Profesor Czauderna był pytany m.in. o stanowisko Rady Medycznej w sprawie przedszkoli i żłobków. - Ostateczne decyzje miały zapaść po radzie i miały być podjęte przez rząd. Dalsze ograniczenie w działalności placówek oświatowo-wychowawczych, czy działalności sektora usług, sektora handlu zostaną wprowadzone. Tego należy się spodziewać. Dane pokazują, że liczba dodatnich testów u dzieci wzrosła kilkukrotnie. Odsetek w żłobkach tez jest wyższy - argumentował, co znalazło potwierdzenie na konferencji premiera Mateusza Morawieckiego i ministra zdrowia Adama Niedzielskiego, którzy poinformowali o zamknięciu tych placówek do 9 kwietnia (dla wszystkich poza dziećmi ratowników medycznych i służb mundurowych).

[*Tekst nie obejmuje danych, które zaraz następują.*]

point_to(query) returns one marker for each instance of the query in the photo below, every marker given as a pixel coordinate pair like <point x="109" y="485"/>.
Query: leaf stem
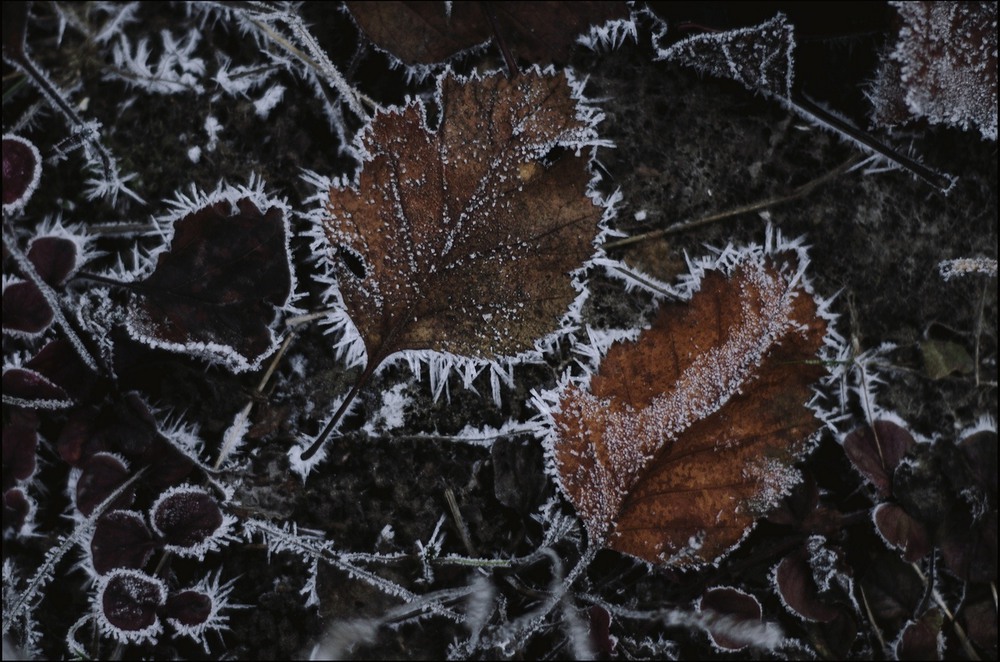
<point x="52" y="299"/>
<point x="339" y="414"/>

Zobacz: Konferencja premiera Morawieckiego. NOWE OBOSTRZENIA. Zamknięte sklepy, przedszkola, fryzjerzy [RELACJA NA ŻYWO]
Przy okazji uczony dodawał jednak, że do tej pory w naszym kraju na Covid-19 nie zmarło jeszcze żadne dziecko. - Dzieci na ogół ciężko nie chorują. Covid zwykle diagnozowany jest u nich przy okazji innych schorzeń. To nie są takie typowe objawy jak u dorosłych. Od początku epidemii właściwie nie odnotowaliśmy w Polsce żadnego zgonu dziecka z powodu covidu. Na szczęście dzieci same przechodzą to dosyć lekko, a jeśli trafiają do szpitali to najczęściej z powodu tych innych dodatkowych schorzeń, na które nałożył się covid - mówił.
Zdecydowanie najbardziej porażające były jednak słowa dotyczące tego, jak wygląda obecnie śmiertelność wśród osób zakażonych koronawirusem. Prof. Czauderna przyznał szczerze, że brytyjska mutacja spowodowała wyższą śmiertelność wśród chorych. - Na początku mieliśmy nadzieję, że jest łagodniejszy. Około 3% pacjentów umiera, taka jest śmiertelność. To właśnie najbardziej martwi to, że chorzy przechodzą covid ciężej, wyższy jest odsetek hospitalizowanych - zdradził. Dopytywany, czy jest pewny tych danych, odparł, że "tak wyglądają wstępne dane". - Na pewno to dane niepokojące. Ten wariant brytyjski wiąże się ze znaczną śmiertelnością - dodał.